When Hyperthreading Helps or Hurts
- Impact is heavily workload‑ and architecture‑dependent.
- Database and multi-user/IO-bound systems often see ~10–20% or more throughput gains, sometimes even at moderate utilization.
- HPC and tightly vectorized, memory‑bandwidth‑bound workloads often see little or negative benefit; disabling SMT can simplify tuning.
- SMT can interact with thermal limits and turbo behavior but usually doesn’t dominate power; multi-core and vector units matter more.
- There’s debate over architectures: AMD SMT is said to behave “closer to a full core” in some Zen generations, IBM POWER leans heavily on many-way SMT, while Intel’s HT often delivers smaller incremental gains.
CPU Utilization as a Misleading Metric
- Many point out utilization is formally “fraction of time not idle,” not “fraction of maximum useful work.” That’s well-defined but often misinterpreted.
- Non-linearities from shared caches, memory bandwidth, interconnects, spinlocks, and frequency scaling mean 60% vs 80% utilization can correspond to dramatically different latency.
- Typical 1–60s averaging windows hide 10–100ms bursts that actually drive latency SLOs. Some advocate measuring short-window p99/p100 CPU usage instead.
- Power draw and temperature, or instructions-per-cycle (IPC), sometimes correlate better with “real” work than %CPU alone, but are themselves non-linear and hard to interpret.

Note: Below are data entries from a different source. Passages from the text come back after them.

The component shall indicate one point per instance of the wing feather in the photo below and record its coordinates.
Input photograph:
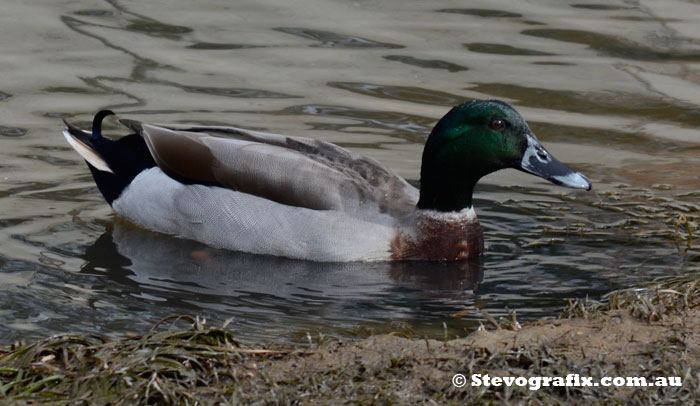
(290, 170)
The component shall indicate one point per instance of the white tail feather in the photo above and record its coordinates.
(87, 153)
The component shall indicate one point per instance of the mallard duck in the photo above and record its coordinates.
(309, 199)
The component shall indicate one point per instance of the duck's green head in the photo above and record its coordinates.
(475, 139)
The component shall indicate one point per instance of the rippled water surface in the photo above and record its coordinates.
(611, 88)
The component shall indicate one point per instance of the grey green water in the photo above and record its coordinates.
(611, 88)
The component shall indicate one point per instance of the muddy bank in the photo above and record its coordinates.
(649, 333)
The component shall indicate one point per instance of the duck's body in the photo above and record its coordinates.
(285, 196)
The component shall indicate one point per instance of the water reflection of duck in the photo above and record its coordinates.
(132, 256)
(307, 199)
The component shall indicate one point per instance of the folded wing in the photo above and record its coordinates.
(290, 170)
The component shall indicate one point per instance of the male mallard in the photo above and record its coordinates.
(309, 199)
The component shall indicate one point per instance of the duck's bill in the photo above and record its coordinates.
(538, 161)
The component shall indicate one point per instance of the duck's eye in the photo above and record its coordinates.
(497, 124)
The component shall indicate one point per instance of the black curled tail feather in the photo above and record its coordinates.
(123, 159)
(97, 123)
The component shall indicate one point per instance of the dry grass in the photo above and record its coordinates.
(637, 332)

Queueing Theory and Capacity Planning
- Multiple commenters connect this to classic queueing theory: above roughly 60% utilization, queueing delay grows quickly; around 80% it can explode, depending on workload.
- Some SREs treat 40–60% average CPU as “effectively full” for latency-sensitive systems, scaling out before hitting higher plateaus. Others argue IO‑bound apps can safely run hotter.
Benchmarks, Tooling, and Alternatives
- stress-ng is noted as designed to max out components, not mimic real apps; real workloads (nginx, memcached, databases) often show “hockey stick” degradation near saturation.
- Suggested tools/metrics: perf/ftrace for stalls and IPC, load average and run queue length, queue depth, RPS/latency, power usage, GPU FLOPs vs theoretical peak, etc.
- Some argue utilization remains a useful “semi-crude” indicator when combined with business metrics (latency, RPS) and proper load testing.
Other Themes
- OS accounting mostly counts scheduled time; busy-waiting and memory stalls still show as “busy.”
- Hyperthreading is disabled by default in some security-focused OSes; SMT also interacts with per-core licensing.
- Several note that both CPU % and memory reporting in mainstream OS tools are simplistic and often misunderstood, yet still widely relied upon.